By Oliver Hirt
ZURICH, Dec 1 (Reuters) – JPMorgan doubled its Swiss domestic private banking business between 2020 and 2024 and aims to do so again by 2030 as it targets the country’s wealthiest people, a senior executive at the U.S. bank said.
“Our ambition as a firm is to be the premier international bank in Switzerland, and yes, with a strong footprint in the ultra-high-net-worth space,” Matteo Gianini, JPMorgan’s head of Swiss private banking, told Reuters.
Gianini did not disclose exact figures, but JPMorgan managed $55.6 billion in Swiss private banking assets at the end of 2024, much of it from domestic clients.

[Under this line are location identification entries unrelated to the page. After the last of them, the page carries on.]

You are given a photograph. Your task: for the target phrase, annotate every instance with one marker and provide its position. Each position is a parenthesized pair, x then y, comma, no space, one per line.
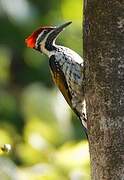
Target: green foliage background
(46,137)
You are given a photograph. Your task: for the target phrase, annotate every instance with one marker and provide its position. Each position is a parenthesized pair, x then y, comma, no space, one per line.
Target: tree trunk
(104,75)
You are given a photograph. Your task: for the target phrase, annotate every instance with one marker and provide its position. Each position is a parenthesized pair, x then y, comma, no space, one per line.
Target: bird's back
(67,68)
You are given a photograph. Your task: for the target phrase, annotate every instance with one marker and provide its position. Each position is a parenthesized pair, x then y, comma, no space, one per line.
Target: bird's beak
(59,29)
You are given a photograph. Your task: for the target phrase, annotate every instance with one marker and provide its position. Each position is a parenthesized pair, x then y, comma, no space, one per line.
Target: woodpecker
(66,66)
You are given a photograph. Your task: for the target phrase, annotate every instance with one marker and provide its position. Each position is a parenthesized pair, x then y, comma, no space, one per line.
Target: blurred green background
(47,138)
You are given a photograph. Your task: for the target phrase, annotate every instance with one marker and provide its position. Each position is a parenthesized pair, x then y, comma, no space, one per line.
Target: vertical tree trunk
(104,56)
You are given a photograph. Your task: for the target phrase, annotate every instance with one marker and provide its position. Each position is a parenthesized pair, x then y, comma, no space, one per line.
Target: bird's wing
(59,79)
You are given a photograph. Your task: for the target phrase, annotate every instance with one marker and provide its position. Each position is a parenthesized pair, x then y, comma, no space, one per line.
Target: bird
(66,67)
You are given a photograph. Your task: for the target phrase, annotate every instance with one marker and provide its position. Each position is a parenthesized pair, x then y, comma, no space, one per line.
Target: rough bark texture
(104,56)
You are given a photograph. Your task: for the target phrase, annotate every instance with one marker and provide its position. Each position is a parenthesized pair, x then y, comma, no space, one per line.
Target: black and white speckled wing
(59,79)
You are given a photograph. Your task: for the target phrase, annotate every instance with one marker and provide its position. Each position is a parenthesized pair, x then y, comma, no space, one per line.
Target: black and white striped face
(42,39)
(38,36)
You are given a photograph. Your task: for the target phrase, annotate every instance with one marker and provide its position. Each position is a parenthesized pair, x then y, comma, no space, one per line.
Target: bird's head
(43,38)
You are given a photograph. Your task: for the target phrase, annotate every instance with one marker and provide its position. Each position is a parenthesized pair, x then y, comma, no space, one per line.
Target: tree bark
(104,61)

Assets under management have grown about 15% annually in recent years, driven by new money inflows and rising markets. In 2025 alone, client assets surged nearly 20%, more than half from net new money.
“2025 has been the best year ever in terms of growth and also in terms of net new money,” Gianini noted.
JPMorgan aims to maintain its pace of growth and outpace the broader trend in the industry.
Boston Consulting Group expects Swiss onshore wealth management for clients with total investable wealth of at least 20 million Swiss francs ($25 million) to grow by just 3.9% annually through 2029.
JPMorgan’s clients typically hold at least 10 million francs in investable assets.
The bank is also investing heavily in technology and cybersecurity, allocating over $18 billion worldwide annually in technology, JPMorgan’s Swiss investment chief Diane Debiais said.
Following UBS’s takeover of Credit Suisse in 2023, many clients have been seeking to diversify across banks — a trend that JPMorgan hopes to capitalize on.
To support expansion, the bank has boosted staff in Zurich and Geneva by 30% this year and plans to more than double headcount by 2030.